Monday, January 3, 2011

Tenth Day of Christmas

Titus 2:11-15 / Luke 2:21

The grace of God our Savior hath appeared to all men, instructing us, that, denying ungodliness and worldly desires, we should live soberly and justly and godly in this world, looking for the blessed hope and coming of the glory of the great God and our Savior Jesus Christ.


Why do we strive to do what is good? What is the point of the moral life which we engage in following the Gospel? On the view of many critics of the Gospel, the Christian faithful are altogether confused about the relationship between goodness and belief in Jesus Christ. These atheists and secularists argue that there are convincing grounds for morality altogether apart from desire for heaven or dread of hell. In their eyes, the Christian faithful are like children striving to be good for fear that this year, because of too much wickedness, they might receive a lump of coal in place of presents. That is, they imagine that Christians believe that our motive to be good is that God had demanded certain behaviors and threatened us with dire punishment if we do not live in accord with them.

Of course, this is not the Christian view, and one would be surprised to find a serious and committed Christian who spoke in such a way. Even so, why do we think that our Christian life on earth is supposed to look the way that it does? If it is not a way of earning God's love, and likewise if it not the following of certain arbitrarily appointed standards to live up to the whims of a capricious deity, then what accounts for the specific kind of virtue we call Christian charity? In short, why do we deny ungodliness and earthly desires and live soberly and justly and godly in this world as we await Christ's return?

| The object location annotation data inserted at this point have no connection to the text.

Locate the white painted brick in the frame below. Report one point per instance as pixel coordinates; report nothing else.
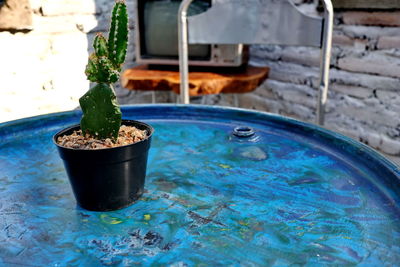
(364, 80)
(374, 62)
(389, 42)
(67, 7)
(355, 91)
(371, 32)
(390, 146)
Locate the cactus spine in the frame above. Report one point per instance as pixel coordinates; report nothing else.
(101, 113)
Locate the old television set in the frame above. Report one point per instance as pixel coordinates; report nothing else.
(157, 37)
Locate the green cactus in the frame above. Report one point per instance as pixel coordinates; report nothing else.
(101, 113)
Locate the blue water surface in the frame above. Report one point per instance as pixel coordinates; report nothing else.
(292, 195)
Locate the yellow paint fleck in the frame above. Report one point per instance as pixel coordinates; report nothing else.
(225, 166)
(243, 223)
(110, 220)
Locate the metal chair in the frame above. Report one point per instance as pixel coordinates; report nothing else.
(256, 22)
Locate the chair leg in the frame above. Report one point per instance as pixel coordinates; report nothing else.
(236, 100)
(204, 99)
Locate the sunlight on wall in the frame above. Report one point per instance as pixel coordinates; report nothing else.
(43, 71)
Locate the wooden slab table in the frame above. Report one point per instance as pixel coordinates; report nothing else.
(215, 81)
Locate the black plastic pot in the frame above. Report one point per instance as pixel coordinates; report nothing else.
(107, 179)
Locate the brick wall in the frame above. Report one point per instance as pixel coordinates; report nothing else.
(364, 99)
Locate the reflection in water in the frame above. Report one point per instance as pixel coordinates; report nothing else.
(209, 199)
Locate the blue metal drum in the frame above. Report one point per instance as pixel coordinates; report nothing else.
(224, 187)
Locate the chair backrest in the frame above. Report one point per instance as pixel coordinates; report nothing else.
(256, 22)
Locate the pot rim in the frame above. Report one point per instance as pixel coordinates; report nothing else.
(149, 135)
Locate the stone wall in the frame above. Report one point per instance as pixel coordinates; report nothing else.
(42, 71)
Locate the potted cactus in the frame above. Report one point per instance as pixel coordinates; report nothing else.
(105, 157)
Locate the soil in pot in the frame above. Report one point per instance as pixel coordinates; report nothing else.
(127, 135)
(111, 175)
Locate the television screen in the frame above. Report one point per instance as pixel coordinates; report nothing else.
(160, 28)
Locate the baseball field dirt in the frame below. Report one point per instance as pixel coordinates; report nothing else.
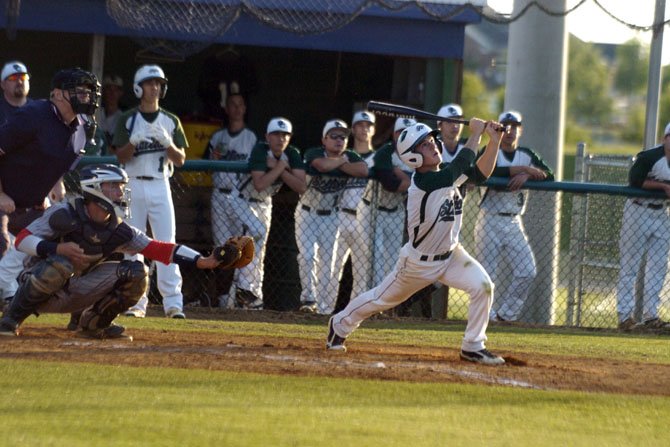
(308, 357)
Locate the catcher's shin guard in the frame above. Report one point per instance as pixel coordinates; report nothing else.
(47, 278)
(131, 284)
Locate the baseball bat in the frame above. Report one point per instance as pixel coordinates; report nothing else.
(398, 111)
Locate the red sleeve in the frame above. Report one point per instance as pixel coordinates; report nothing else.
(21, 236)
(159, 251)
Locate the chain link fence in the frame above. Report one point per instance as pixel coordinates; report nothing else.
(572, 230)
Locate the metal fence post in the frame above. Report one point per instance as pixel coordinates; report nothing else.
(577, 235)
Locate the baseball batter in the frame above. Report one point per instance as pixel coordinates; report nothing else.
(499, 231)
(149, 141)
(315, 215)
(645, 230)
(69, 270)
(351, 233)
(382, 211)
(272, 163)
(232, 143)
(433, 253)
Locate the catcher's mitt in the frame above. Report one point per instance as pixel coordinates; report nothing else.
(237, 252)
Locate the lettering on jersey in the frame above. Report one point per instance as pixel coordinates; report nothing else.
(228, 154)
(450, 209)
(327, 185)
(146, 147)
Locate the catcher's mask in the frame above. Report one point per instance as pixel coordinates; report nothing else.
(83, 88)
(91, 179)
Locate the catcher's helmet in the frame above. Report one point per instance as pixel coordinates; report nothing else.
(146, 72)
(409, 140)
(93, 176)
(71, 78)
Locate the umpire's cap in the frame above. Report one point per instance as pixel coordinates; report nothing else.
(510, 117)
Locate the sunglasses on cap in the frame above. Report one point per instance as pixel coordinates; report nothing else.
(17, 77)
(337, 136)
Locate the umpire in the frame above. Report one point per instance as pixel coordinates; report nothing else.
(41, 142)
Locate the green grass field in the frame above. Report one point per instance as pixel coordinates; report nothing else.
(84, 404)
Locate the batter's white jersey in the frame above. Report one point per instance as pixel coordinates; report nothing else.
(645, 233)
(150, 158)
(231, 147)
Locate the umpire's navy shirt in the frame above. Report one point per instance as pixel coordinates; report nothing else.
(35, 152)
(7, 109)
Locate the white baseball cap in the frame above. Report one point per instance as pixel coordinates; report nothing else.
(280, 124)
(363, 116)
(450, 111)
(11, 68)
(510, 117)
(403, 123)
(335, 124)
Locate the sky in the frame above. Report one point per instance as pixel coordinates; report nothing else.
(591, 24)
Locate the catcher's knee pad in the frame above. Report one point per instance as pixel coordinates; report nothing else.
(50, 275)
(133, 281)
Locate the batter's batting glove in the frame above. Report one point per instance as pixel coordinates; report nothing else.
(244, 245)
(227, 255)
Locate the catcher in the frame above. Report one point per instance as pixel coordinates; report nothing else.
(70, 270)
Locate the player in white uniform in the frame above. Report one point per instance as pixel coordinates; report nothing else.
(272, 162)
(315, 215)
(382, 211)
(232, 143)
(499, 232)
(149, 141)
(645, 229)
(433, 253)
(351, 232)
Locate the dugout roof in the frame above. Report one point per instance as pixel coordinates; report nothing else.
(404, 30)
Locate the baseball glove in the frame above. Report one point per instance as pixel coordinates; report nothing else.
(235, 253)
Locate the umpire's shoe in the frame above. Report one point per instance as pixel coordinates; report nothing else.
(334, 342)
(247, 300)
(113, 331)
(9, 327)
(484, 356)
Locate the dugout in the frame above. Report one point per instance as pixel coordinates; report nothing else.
(408, 52)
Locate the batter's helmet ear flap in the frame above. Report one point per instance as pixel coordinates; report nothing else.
(408, 141)
(146, 72)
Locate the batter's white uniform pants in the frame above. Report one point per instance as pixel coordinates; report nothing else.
(11, 265)
(315, 236)
(411, 274)
(643, 230)
(501, 237)
(152, 200)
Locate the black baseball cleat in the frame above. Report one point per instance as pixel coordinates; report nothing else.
(113, 331)
(484, 356)
(246, 299)
(334, 342)
(308, 306)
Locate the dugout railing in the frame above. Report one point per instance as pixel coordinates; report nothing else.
(573, 229)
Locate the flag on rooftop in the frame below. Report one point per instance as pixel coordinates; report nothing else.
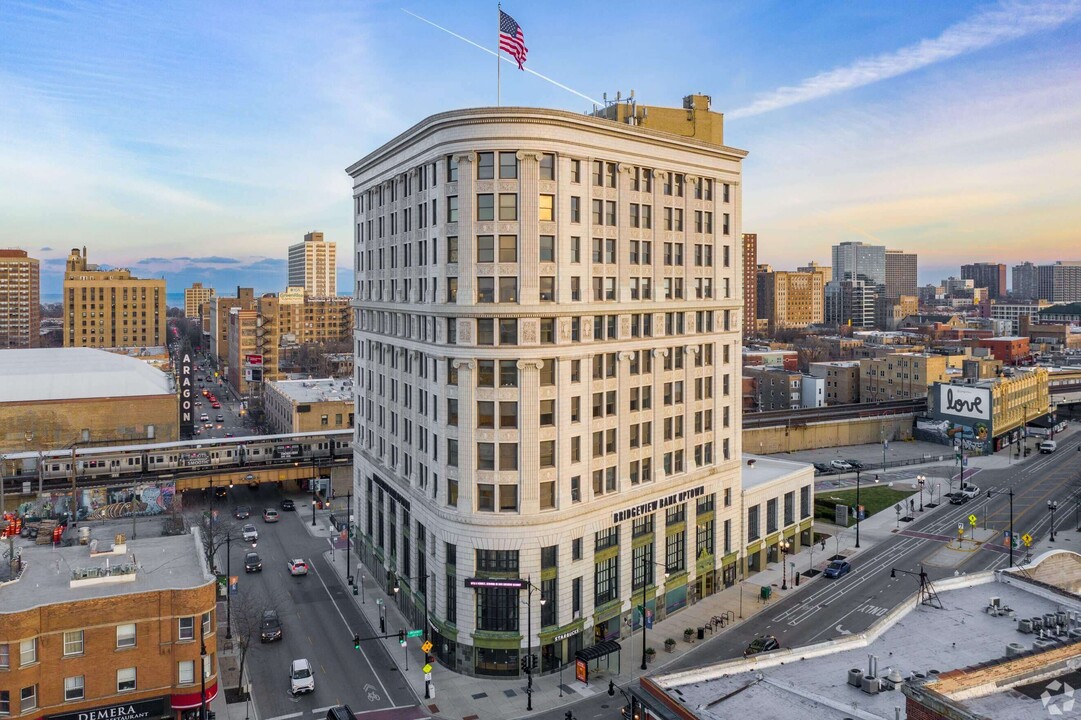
(511, 39)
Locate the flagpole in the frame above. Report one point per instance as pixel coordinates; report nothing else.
(498, 61)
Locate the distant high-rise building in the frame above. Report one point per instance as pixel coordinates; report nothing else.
(750, 282)
(790, 300)
(312, 265)
(110, 308)
(19, 300)
(195, 297)
(854, 261)
(827, 271)
(991, 276)
(899, 274)
(1059, 282)
(1026, 281)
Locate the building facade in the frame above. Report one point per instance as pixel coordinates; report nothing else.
(312, 265)
(97, 636)
(55, 398)
(991, 276)
(791, 300)
(841, 381)
(314, 405)
(901, 375)
(1059, 282)
(749, 253)
(901, 270)
(19, 300)
(1026, 281)
(546, 395)
(110, 308)
(195, 297)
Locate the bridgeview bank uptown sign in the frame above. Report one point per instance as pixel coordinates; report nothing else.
(151, 709)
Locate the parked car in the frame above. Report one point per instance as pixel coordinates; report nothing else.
(270, 627)
(761, 644)
(838, 568)
(301, 678)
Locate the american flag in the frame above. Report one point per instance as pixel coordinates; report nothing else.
(511, 39)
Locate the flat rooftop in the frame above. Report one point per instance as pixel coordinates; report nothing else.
(75, 373)
(766, 469)
(924, 640)
(329, 389)
(161, 563)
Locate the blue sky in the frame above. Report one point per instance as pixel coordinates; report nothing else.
(183, 132)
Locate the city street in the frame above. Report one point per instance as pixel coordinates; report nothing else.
(318, 617)
(830, 609)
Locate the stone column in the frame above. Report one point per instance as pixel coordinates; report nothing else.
(529, 253)
(467, 386)
(529, 448)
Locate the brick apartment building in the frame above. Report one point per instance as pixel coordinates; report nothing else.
(104, 636)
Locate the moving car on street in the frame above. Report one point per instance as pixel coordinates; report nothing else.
(838, 568)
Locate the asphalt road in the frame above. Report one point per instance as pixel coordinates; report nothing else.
(319, 620)
(856, 601)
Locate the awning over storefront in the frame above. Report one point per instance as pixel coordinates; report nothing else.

The answer is at least in part because, even as Christ has not returned in glory, he is nonetheless with us. It is because of the gift of Christ dwelling in our hearts by the power of the Spirit, the birth of the Word not in the cave of Bethlehem but in the cave of our soul, that we do what we do and live as we live. We may be waiting for his glorious appearing, but we do not have to wait for his real and effective presence, and to live a life unchanged in the presence of another one claims to love is not to love him at all. It is because the one who loved us so much as to take on the frailty of our human nature for our sake is even now dwelling in our midst that we, his beloved, must, if love means anything at all, find our every action and our every motive changed by his presence.